Before I explain this, let the audiophiles be warned: This doesn’t yield super-awesome quality. But then again, I’m not sure I’d call music-over-Bluetooth on any level “super-awesome.” Just be aware.
First, get a Bluetooth audio dongle receiver like the TaoTronics BTI-005. That’s the one I got and it seems to work pretty well. This runs between $20 and $30 at the time of this writing. There are a few of these dongles out there, but on Amazon right now this one is the most popular and is one of the few that doesn’t also require you to plug it in.
The audio receiver allows you to plug your existing headphones in and it will receive any audio played over Bluetooth through those headphones. You just converted your headphones to Bluetooth.
The thing is, you may or may not be done.
If your audio source (iPod, etc.) supports Bluetooth, you’re probably done. Pair it up and listen to a song. See how the quality is.
If the quality is pretty good on your Bluetooth audio source, you’re done.
If your audio source doesn’t support Bluetooth or if the quality sucks, you’re not done. I found, for example, that there’s some real weirdness with connecting a Bluetooth audio headset to a Windows 7 computer. <techspeak>Windows 7 requires a very specific A2DP audio profile that not every Bluetooth headset supports. This dongle doesn’t support it.
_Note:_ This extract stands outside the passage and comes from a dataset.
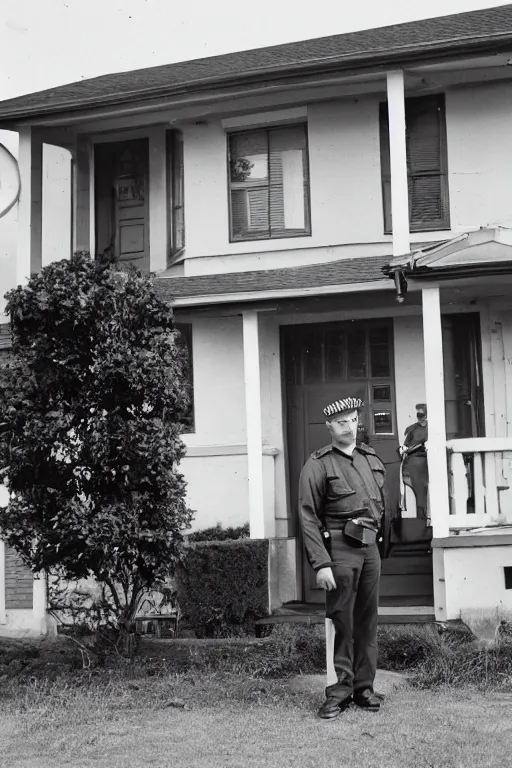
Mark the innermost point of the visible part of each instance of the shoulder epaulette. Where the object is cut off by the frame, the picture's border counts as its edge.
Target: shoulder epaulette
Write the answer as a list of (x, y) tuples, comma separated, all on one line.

If you search for “Bluetooth audio quality in Windows 7” you’ll see a ton of people with the same problem on different headsets/adapters.</techspeak>
In this case, you also need a Bluetooth audio transmitter dongle. I bought the JayBird uSport Bluetooth adapter for 3.5mm devices. What this does is plug into the headset jack on your audio source (computer, iPod, phone, etc.) and sends the audio signal via Bluetooth. Pair that up with your receiver dongle and you have both pieces to the puzzle covered – the transmitter and the receiver.
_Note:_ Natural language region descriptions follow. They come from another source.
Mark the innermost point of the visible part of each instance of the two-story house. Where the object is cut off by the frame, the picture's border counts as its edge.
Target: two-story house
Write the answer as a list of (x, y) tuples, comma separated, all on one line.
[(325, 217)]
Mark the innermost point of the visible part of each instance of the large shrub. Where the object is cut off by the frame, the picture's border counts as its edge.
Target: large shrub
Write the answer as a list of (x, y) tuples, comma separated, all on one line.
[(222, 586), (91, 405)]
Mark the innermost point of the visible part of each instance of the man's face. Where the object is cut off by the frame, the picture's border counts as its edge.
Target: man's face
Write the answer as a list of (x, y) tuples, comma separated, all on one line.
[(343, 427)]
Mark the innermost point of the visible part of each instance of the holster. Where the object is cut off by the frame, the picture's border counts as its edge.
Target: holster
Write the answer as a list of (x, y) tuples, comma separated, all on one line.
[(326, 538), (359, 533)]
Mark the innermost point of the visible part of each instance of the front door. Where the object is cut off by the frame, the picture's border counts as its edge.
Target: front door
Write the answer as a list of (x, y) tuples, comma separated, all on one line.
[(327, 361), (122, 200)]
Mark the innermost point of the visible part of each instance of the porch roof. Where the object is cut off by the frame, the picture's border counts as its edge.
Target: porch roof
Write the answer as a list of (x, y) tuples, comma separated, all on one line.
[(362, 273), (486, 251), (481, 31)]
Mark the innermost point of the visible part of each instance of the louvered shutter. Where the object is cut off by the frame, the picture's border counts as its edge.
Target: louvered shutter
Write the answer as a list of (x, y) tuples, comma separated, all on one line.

Again, there are different transmitters out there, but this one seems pretty popular and supports this new protocol called “apt-X” that allows you to potentially get a better audio quality if you also use a receiver with “apt-X.” You can also try the TaoTronics TT-BA01 adapter for 3.5mm devices, which will probably work. I wanted the upgrade-ability, so I went with the JayBird.
I’m listening to Pandora through my computer using the BTI-005/JayBird uSport combo right now and it’s decent. Is it audiophile quality? No, but it’s decent. Given that it’s compressed music streaming over the internet and into a mediocre pair of headphones… I don’t think the Bluetooth portion of things is that noticeable. When there’s a gap between songs or a really quiet section of a song, I do hear a low-level “buzzing” background noise. But for what I’m doing… it’s good enough.